International students are a group that Keira can easily relate to, having recently been in their shoes. She first came to Canada for university to study Political Science and International Development, a reflection of her interests and the wider lens through which she sees the world. When she graduated, she went back to her hometown of Nassau, Bahamas. She began going through the motions of applying for law school overseas, which had always been her plan.
Before leaving Halifax, however, Keira had applied for a post-graduate work permit to keep her options open, perhaps subconsciously beginning to consider a change of heart. By the end of the summer she had decided to come back to Canada, feeling like she was called to do something bigger and wanting “to learn a different way of working, and to learn from the systems already in place in Canada, especially in the not-for-profit world.”
And so she did. At 22 years old, Keira made the independent move back to Halifax. She admits that the transition was not easy. She shares that people sometimes assume that immigrants who started out as international students are already equipped to handle life as a newcomer. However, she gently cautions that it’s important to realize that it can be a challenging experience for everyone.
As an immigrant from an English-speaking country who is relatively familiar with the Canadian lifestyle, Keira shares that while it may be less of an adjustment for her than for someone with more stark linguistic and cultural differences, it is still an adjustment. Different technology takes getting used to, as does navigating the laws of the land and things like home or car ownership—especially when it comes to changing winter tires!
Although she had spent four years as an engaged undergraduate student in the city she returned to, finding a job was initially challenging without Canadian work experience. At first, she had to volunteer her time to get the experience that she needed. After interning for a few non-profit organizations, Keira landed a job as the first employee of a recently revamped African Diaspora Association of the Maritimes. Three years later, she has been part of the organization’s growth and is happy to be helping students in a way that she knows she would have benefitted from in their position.
When asked about the current work that she does, Keira says that she wants "to help international students learn about the ‘real Canada’ and what it means to be an immigrant in Canada.” In Keira’s experience, when you’re a student “you’re focused on studies…you’re a bit sheltered by the university community. You don’t think outside that community until you are placed in the larger society.” At that point, you have to navigate on your own. Whether it is to find a doctor (without access to the student health centre that you once used), or to apply for jobs (without the support of the student resources that you once accessed for things like resume writing).
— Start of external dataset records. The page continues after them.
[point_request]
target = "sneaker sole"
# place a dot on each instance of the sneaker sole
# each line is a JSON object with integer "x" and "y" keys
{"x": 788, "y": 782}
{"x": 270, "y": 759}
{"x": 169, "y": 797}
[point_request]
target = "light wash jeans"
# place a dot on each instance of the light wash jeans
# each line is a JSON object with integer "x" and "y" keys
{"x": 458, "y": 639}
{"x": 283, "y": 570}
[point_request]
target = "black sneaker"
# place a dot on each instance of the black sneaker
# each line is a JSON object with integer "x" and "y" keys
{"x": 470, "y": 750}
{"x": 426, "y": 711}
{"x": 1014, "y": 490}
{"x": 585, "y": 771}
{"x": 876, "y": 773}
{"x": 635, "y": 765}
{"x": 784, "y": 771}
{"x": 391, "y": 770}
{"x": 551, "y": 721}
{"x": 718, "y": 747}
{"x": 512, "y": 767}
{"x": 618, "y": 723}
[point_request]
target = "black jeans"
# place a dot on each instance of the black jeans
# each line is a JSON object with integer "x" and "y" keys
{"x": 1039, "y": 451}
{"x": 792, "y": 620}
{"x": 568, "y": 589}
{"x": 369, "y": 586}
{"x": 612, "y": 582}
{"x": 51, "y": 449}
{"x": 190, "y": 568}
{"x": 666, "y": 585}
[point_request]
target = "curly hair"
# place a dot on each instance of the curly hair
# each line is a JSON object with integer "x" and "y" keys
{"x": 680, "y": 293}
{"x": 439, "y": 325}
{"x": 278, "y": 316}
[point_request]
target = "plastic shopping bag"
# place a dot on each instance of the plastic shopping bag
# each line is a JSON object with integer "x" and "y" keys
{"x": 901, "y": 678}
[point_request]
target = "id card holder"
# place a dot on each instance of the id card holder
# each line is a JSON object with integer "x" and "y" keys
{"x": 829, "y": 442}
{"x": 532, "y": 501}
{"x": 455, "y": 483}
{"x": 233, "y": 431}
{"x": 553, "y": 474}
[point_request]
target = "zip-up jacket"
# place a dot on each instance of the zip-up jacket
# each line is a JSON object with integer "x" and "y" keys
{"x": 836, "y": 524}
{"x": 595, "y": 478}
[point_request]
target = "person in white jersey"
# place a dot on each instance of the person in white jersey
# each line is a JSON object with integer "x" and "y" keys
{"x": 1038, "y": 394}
Through the mentorship relationships that she works to create, Keira encourages students not to wait to start building the knowledge and connections that might help them succeed after graduation, whether they stay in Canada or follow a different path.
Keira clearly has a passion for giving back—something that she acknowledges but for which she just as quickly brushes aside the praise. She credits her parents with instilling the desire in her and believes that “there is always something more that you can do,” for individuals and on a broader scale.
She undoubtedly has a global perspective. In the future, she wants to be able to apply her skills developed in Canada to help the youth of the Bahamas. She is interested in working with the Bahamian government on socio-economic issues including poverty and job creation, particularly in regards to youth. She lights up as she talks about the idea of someday creating a national youth mentorship program.
Whatever your passion, Keira has some words of wisdom with broad reach for other recent newcomers:
“You have to continue to work hard for what you want. Being focused is very important. Being here without family and with limited friends, it’s important to know what you want because that’s the only thing that gets you through at the end of the day.”
Without a doubt, in this regard, Keira is leading by example.